Clem-Onojeghuoh

2021, le commerce réinventé

Un dossier parrainé par Biocoop
© Clem Onojeghuoh

Nombreux sont les magasins qui ont dû baisser le rideau pour cause de pandémie, mais s’il restait une porte ouverte à enfoncer avant d’aborder en détail les mutations de la distribution, elle s'énoncerait comme suit : oui, 2020 aura bel et bien été un moment charnière dans la façon de faire commerce – aussi bien du côté des distributeurs, que des consommateurs.

Derrière l’essor de l’e-commerce, des réalités contrastées

Entre confinements, restrictions de circulation, fermetures administratives et stress pandémique, la consommation des ménages a décroché de 7% en 2020, selon l’INSEE. Dans ce contexte, Internet aura permis d’amortir le choc : l’e-commerce en France a drainé 112 milliards d’euros de chiffre d’affaires en 2020. Selon la Fédération de l’e-commerce et de la vente à distance, la hausse est de 8,5% en un an, contre 11,6% en 2019.

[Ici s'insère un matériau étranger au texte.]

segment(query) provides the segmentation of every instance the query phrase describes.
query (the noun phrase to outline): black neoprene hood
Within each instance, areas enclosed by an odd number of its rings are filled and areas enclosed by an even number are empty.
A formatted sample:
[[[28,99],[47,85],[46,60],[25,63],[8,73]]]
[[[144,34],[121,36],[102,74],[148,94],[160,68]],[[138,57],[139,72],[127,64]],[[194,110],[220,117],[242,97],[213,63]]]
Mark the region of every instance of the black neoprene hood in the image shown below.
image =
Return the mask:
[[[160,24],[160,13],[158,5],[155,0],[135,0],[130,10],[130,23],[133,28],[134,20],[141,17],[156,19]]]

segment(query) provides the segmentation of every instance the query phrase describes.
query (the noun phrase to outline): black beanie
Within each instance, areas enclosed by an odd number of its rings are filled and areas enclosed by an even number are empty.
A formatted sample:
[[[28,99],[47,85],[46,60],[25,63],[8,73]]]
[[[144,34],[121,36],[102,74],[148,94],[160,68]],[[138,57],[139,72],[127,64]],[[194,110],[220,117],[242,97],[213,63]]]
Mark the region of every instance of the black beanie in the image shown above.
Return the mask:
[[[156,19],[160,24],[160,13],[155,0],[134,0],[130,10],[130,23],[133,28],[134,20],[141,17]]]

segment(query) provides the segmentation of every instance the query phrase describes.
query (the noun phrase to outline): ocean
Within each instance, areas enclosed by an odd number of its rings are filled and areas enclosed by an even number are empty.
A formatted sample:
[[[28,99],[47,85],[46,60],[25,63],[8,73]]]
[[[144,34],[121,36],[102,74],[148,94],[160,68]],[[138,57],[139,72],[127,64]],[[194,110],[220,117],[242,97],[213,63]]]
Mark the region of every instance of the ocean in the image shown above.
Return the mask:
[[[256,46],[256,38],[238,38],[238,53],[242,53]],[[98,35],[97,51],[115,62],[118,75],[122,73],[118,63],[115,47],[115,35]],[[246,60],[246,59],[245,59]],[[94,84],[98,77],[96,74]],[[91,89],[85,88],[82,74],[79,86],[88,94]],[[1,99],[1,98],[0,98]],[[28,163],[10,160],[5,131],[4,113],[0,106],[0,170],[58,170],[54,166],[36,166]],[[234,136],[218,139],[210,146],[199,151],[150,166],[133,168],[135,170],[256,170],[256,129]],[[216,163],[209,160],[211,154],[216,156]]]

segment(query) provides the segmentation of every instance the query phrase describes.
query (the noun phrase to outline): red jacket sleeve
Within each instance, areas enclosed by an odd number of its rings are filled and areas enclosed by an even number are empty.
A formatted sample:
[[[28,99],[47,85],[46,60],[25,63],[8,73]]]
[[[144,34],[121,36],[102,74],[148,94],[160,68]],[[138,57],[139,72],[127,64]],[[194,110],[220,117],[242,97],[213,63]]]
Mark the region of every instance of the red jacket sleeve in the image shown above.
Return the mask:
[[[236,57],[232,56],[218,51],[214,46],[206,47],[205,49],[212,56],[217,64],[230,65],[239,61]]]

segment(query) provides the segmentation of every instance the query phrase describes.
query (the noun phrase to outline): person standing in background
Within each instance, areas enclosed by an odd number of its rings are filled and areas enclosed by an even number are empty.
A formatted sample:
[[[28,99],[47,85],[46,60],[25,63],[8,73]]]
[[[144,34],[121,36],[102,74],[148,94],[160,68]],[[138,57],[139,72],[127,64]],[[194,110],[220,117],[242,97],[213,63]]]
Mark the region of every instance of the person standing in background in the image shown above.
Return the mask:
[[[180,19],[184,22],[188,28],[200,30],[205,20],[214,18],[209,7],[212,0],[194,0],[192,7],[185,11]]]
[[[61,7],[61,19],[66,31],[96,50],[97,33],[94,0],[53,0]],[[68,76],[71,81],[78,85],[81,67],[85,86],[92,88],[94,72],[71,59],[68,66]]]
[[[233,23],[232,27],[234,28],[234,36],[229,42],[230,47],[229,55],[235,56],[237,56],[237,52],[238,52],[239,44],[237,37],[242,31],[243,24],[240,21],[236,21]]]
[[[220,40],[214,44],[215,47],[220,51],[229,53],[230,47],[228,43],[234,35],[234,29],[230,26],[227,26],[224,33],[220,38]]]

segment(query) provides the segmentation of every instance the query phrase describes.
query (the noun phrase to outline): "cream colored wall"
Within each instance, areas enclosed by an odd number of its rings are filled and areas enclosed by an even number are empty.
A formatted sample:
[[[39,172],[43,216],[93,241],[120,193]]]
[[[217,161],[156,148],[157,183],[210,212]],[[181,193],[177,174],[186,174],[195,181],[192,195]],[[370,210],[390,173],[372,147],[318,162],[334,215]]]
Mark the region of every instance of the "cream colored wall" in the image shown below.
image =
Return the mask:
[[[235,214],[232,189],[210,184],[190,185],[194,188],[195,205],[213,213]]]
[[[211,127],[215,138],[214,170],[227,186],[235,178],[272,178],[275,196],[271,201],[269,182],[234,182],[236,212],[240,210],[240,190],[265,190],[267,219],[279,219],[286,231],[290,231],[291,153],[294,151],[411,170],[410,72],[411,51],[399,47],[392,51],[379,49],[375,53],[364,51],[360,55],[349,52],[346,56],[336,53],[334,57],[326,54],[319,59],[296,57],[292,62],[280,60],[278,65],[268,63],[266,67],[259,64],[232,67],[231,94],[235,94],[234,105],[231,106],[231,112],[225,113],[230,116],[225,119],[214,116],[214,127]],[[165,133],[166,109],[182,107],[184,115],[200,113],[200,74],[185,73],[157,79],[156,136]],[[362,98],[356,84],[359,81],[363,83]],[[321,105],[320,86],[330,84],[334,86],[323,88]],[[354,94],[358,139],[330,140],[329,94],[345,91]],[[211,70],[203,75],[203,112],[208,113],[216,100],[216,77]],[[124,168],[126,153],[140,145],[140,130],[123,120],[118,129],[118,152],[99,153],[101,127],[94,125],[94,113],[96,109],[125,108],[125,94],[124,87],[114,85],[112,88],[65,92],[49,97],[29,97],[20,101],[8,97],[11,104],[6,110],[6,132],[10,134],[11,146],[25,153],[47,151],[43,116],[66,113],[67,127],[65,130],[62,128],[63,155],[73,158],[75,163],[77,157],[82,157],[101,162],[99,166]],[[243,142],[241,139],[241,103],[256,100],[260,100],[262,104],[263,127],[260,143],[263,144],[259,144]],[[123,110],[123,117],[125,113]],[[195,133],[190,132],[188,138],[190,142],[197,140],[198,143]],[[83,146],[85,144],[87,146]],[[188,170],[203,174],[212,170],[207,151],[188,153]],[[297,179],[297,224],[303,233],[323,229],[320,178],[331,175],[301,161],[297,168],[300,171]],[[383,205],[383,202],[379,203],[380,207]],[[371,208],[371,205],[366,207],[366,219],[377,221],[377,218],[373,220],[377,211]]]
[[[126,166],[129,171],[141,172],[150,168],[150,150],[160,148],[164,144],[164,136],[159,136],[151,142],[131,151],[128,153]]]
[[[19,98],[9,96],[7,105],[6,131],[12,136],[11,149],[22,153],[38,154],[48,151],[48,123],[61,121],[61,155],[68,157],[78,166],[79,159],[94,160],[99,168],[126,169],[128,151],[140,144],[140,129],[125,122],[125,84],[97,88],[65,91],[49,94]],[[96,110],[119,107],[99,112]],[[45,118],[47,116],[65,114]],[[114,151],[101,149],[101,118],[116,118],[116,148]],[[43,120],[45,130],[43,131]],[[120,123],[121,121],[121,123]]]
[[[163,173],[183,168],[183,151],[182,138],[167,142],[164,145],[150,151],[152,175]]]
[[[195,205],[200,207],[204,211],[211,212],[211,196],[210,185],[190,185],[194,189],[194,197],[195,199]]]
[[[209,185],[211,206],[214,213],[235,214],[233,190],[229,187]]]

Difficile toutefois de comparer ces variations, tant cette année atypique recouvre des réalités très contrastées selon les secteurs : tandis que les ventes de produits sont en croissance de 32%, les services reculent de 10% – avec notamment un crash de 47% pour le voyage.

Le commerce en ligne représente aujourd’hui 13,4% du commerce de détail en France, contre 9,8% en 2019. Parler d’accélération des usages digitaux n’est pas une hyperbole : selon Marc Lolivier, délégué général de la Fédération, « la crise a fait gagner quatre ans au développement de l’e-commerce. » Selon les données de Kantar World Panel, 40,3% des foyers français ont acheté en ligne en 2020, contre 31,5% en 2019.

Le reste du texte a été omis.